"Zbrodniarz Saddam został powieszony" - oświadczyła nad ranem iracka telewizja Al-Irakija. Informacji towarzyszyła patriotyczna muzyka oraz wersety z Koranu i zdjęcia irackich miejsc pamięci narodowej. "Wraz ze śmiercią Saddama Husajna przewrócona została czarna karta irackiej historii" - głosił napis na czerwonym pasku u dołu ekranu.

Reakcje Irakijczyków na śmierć Saddama są podzielone. Szyici, którzy byli prześladowani przez reżim Husajna, cieszą się z powieszenia dyktatora. Z kolei sunnici, którzy wiele razy domagali się uniewinnienia Saddama, najpewniej będą demonstrować wściekłość z powodu egzekucji.

Na razie na ulicach Bagdadu manifestują szyici. "Irak stracił swoją siłę i pieniądze, a my straciliśmy naszych braci i synów. Pozbawił nas wszystkiego" - powiedział reporterowi Informacyjnej Agencji Radiowej mieszkaniec Bagdadu, Mahmed. "Saddam powinien zostać skazany na śmierć nie jeden raz, ale wiele razy - bo popełnił wiele zbrodni. Zabijał Kurdów, szyitów, sunnitów, a także ludzi z Iranu i Kuwejtu" - dodał.
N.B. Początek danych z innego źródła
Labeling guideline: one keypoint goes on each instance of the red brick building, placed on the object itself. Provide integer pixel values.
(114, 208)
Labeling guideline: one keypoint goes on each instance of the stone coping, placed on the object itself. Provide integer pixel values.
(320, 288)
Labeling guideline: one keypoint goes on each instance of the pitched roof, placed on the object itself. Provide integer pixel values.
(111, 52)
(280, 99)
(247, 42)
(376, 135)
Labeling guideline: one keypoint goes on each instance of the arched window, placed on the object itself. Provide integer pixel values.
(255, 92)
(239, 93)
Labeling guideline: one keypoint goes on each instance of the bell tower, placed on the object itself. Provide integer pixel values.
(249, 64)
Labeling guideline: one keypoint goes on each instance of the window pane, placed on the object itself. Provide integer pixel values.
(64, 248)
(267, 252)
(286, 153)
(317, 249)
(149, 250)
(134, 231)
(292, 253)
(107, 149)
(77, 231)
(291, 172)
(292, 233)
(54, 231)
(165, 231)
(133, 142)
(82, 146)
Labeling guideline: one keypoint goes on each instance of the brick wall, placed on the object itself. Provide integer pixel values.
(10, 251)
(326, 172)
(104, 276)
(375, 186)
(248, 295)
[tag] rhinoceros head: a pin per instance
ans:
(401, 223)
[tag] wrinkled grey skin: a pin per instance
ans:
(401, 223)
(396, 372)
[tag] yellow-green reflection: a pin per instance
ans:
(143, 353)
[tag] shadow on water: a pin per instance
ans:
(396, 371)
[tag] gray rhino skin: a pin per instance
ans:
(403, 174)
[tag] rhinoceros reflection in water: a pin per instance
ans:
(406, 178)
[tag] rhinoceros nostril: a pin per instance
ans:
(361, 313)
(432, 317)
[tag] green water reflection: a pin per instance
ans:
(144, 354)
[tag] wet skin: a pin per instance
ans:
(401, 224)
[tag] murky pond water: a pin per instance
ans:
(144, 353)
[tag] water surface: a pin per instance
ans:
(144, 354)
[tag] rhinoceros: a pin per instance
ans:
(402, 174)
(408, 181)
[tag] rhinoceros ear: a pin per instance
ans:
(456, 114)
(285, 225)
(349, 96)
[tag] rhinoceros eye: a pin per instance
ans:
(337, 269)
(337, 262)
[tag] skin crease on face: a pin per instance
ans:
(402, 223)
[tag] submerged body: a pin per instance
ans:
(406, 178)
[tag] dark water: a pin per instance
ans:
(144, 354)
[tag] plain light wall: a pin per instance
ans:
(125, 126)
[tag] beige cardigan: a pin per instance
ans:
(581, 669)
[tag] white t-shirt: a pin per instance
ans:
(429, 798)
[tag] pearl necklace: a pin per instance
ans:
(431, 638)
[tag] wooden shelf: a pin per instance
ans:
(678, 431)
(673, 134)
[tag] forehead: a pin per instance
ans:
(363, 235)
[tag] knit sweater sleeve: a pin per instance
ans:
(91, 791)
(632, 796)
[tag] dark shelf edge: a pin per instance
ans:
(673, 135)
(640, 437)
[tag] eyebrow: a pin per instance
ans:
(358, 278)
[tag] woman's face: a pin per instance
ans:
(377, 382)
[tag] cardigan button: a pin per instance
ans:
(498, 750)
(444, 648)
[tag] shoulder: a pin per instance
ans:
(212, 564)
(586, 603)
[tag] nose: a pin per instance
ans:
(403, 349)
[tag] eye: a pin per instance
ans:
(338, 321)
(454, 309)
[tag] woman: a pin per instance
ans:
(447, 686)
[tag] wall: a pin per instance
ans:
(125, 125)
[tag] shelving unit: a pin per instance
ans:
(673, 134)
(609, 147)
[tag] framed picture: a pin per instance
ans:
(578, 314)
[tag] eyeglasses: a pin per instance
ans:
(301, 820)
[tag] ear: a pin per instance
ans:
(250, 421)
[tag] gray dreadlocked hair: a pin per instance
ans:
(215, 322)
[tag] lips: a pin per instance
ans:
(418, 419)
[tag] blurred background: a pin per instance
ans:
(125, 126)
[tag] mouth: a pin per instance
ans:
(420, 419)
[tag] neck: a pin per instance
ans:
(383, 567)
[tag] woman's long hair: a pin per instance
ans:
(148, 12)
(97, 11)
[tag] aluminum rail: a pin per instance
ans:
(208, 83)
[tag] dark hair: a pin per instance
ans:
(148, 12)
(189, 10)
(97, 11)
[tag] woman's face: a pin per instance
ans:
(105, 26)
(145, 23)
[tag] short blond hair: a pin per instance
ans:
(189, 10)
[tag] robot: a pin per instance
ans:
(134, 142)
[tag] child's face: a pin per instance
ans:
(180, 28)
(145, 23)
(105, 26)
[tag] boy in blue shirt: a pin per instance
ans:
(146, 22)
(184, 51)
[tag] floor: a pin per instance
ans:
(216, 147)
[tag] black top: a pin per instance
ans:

Ale w Iraku wciąż nie brakuje zwolenników Saddama. Dlatego żołnierze USA przygotowani są na silniejsze niż dotąd ataki terrorystów. Amerykańskie dowództwo spodziewa się jeszcze dziś potężnych demonstracji przeciwników zgładzenia Saddama. Wystarczy iskra, by manifestacje przerodziły się w zamieszki i uliczne walki.